I need to replace all the spaces between <phrase> tags with an underscore. So basically I need to replace every space that falls between > and </ with an underscore. I've tried many different commands in sed, awk, and perl but haven't been able to get anything to work. Below are some of the commands I've tried.

sed 's@>\s+[</]@_@g'

perl -pe 'sub c{$s=shift;$s=~s/ /_/g;$s}s/>.*?[<\/]/c$&/ge'

sed 's@\(\[>^[<\/]]*\)\s+@\1_@g'

awk -v RS='\\[>^[<\]/]*\\]' '{ gsub(/\<(\s+)\>/, "_", RT); printf "%s%s", $0, RT }' infile

I've been looking at these 2 questions trying to modify the answers to use the characters I need.
sed substitute whitespace for dash only between specific character patterns

https://unix.stackexchange.com/questions/63335/how-to-remove-all-white-spaces-just-between-brackets-using-unix-tools

Can anyone please help?

gary69
  • 3,620
  • 6
  • 36
  • 50

6 Answers6

5

Don't use regular expressions to parse XML/HTML.

use warnings;
use 5.014;  # for /r modifier
use Mojo::DOM;

my $text = <<'ENDTEXT';
some thing <phrase>a phrase</phrase> some thing else <phrase>other stuff</phrase>
ENDTEXT

my $dom = Mojo::DOM->new($text);
$dom->find('phrase')->each(sub { $_->content( $_->content=~tr/ /_/r ) });
print $dom;

Output:

some thing <phrase>a_phrase</phrase> some thing else <phrase>other_stuff</phrase>

Update: Mojolicious even contains some sugar that allows smashing that code into a oneliner:

$ perl -Mojo -pe '($_=x($_))->find("phrase")->each(sub{$_->content($_->content=~tr/ /_/r)})' input.txt
haukex
  • 2,973
  • 9
  • 21
  • Thank you, I thought since it had a lot of free text mixed in with tags that a parser wouldn't work – gary69 Feb 09 '19 at 23:01
  • I was assuming the input file wasn't HTML because OP described it as being line based. – melpomene Feb 09 '19 at 23:01
  • 1
    it is line based, its not an xml/html file – gary69 Feb 09 '19 at 23:01
  • `Mojo::DOM` is luckily pretty liberal in what it accepts, as the example shows – haukex Feb 09 '19 at 23:04
  • 2
    @gary69 "free text" is just a text node in XML. It can contain anything, except for XML tags which are separate nodes. Like most HTML/XML parsers, Mojo::DOM allows you to get at the text nodes as well. – Grinnz Feb 10 '19 at 05:49
2

I need to replace every space that falls between > and </ with an underscore.

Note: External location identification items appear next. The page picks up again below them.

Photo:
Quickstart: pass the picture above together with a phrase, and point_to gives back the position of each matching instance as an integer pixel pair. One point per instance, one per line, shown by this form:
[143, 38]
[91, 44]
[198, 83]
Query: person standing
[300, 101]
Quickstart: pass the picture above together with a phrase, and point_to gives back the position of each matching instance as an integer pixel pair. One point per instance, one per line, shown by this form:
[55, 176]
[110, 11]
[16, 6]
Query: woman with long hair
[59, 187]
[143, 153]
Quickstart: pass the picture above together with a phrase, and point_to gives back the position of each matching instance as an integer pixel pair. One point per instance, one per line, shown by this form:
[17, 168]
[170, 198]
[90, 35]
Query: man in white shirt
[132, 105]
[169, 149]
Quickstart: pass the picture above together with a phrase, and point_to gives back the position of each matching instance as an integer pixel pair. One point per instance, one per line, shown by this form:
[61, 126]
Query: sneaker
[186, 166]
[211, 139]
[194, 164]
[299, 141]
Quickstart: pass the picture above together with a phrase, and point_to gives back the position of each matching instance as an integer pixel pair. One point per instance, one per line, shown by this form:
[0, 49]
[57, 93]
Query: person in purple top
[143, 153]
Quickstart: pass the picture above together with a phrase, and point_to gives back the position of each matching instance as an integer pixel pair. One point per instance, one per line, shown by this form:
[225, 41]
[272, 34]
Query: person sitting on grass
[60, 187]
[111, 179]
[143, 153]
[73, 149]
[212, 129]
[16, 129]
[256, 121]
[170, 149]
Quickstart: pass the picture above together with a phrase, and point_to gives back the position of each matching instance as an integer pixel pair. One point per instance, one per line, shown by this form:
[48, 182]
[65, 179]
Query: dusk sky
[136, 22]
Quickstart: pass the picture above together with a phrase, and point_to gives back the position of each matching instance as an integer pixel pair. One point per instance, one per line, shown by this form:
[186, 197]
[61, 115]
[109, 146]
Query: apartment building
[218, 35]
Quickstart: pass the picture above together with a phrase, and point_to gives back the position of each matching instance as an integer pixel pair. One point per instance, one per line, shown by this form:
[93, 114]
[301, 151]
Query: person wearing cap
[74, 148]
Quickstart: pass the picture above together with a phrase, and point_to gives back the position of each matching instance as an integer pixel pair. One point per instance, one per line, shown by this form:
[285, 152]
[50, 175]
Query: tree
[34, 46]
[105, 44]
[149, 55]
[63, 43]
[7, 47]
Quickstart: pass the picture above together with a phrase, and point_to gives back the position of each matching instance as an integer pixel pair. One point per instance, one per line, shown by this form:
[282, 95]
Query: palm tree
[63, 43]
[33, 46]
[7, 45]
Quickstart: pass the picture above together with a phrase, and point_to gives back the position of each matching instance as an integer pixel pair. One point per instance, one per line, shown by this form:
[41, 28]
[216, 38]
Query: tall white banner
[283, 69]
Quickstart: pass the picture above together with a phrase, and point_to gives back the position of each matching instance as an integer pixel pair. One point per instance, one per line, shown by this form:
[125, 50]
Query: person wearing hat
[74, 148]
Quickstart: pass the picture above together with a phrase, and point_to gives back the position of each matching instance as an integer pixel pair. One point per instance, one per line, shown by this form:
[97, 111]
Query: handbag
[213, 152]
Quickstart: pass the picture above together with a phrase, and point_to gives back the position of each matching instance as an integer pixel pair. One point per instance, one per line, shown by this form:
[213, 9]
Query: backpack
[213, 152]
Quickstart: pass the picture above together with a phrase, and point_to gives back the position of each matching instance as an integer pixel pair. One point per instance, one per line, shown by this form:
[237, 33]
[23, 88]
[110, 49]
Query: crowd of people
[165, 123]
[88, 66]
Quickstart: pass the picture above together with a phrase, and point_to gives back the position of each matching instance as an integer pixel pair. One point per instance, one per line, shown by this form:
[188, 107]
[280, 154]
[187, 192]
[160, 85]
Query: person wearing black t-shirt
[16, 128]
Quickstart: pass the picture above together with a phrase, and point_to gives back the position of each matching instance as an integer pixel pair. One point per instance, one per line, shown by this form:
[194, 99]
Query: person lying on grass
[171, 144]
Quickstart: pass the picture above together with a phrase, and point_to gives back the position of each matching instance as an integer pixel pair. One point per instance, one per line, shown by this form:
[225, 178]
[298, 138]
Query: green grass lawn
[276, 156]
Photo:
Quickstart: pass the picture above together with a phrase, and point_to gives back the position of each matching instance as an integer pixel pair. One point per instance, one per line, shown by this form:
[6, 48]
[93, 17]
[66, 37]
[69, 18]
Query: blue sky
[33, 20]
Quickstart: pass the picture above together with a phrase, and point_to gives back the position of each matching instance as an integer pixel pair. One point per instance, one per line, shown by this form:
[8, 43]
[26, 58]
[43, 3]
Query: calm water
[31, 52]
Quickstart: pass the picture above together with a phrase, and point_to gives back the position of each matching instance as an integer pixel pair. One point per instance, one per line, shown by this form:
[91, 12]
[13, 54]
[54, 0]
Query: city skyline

That won't actually do what you want because e.g. in

some thing <phrase>a phrase</phrase> some thing else <phrase>other stuff</phrase>
                  ^^^^^^^^^^^      ^^^^^^^^^^^^^^^^^^^^^^^^^^^^^^^^^^^^^^^

the substrings "between > and </" cover more than you think (marked ^ above).

I think the most straightforward way to express your requirements in Perl is

perl -pe 's{>[^<>]*</}{ $& =~ tr/ /_/r }eg'

Here [^<>] is used to make sure that the matched substring cannot contain < or > (in particular, it cannot match other <phrase> tags).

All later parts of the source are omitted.